Grade prediction is off by 3.8 score on average which is 20% of maximum score. The model correctly predicts romantic status for only about half of the students, which is barely better than random guessing. The F1-score of 0.33 tells us it’s performing poorly on the minority class ("yes"), missing many true positives.


## 9. How to Improve?

The main idea is to give different “importance” to each task when computing the total loss. Right now, you’re doing: `loss = loss_reg + loss_cls`.

Here, loss_reg (MSE) might be 25 and loss_cls (CrossEntropy) might be 0.6, so the network focuses mostly on grade prediction. To fix this, you can introduce a weighting hyperparameter alpha (between 0.0 and 1.0) and compute: `loss = alpha * loss_reg + (1 - alpha) * loss_cls`.

Table of how it affected MAE, Accuracy and F1:
| Alpha | MAE    | Accuracy | F1     |
| ----- | ------ | -------- | ------ |
| 0.2   | 3.8320 | 0.5667   | 0.3500 |
| 0.5   | 3.6765 | 0.5667   | 0.3158 |
| 0.8   | 3.7729 | 0.4833   | 0.2439 |

Interpretation:

- Alpha = 0.2 → more weight on romantic status (classification):
    - F1 is highest (0.3500), MAE is slightly worse.
    - Classification improves because the network “cares more” about this task.

- Alpha = 0.5 → equal weighting:
    - MAE is slightly better (3.6765) than 0.2, F1 slightly lower (0.3158).
    - Balanced performance between regression and classification.

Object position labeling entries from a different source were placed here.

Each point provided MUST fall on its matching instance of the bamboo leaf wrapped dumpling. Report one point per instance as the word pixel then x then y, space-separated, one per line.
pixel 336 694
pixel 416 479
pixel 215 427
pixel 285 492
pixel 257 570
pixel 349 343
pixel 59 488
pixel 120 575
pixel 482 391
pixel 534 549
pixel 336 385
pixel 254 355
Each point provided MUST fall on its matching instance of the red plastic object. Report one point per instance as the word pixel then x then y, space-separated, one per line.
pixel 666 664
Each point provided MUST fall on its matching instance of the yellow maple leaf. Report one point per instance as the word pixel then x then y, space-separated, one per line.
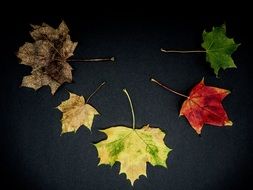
pixel 133 148
pixel 77 112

- Alpha = 0.8 → more weight on grade prediction (regression):
    - MAE is comparable but F1 drops significantly (0.2439).
    - The network prioritizes reducing regression error at the expense of classification performance.

Conclusion:

Weighted loss lets you control which task the model prioritizes, and you can tune alpha depending on whether you care more about grades or romantic status. This is exactly why multi-task learning often requires careful loss balancing.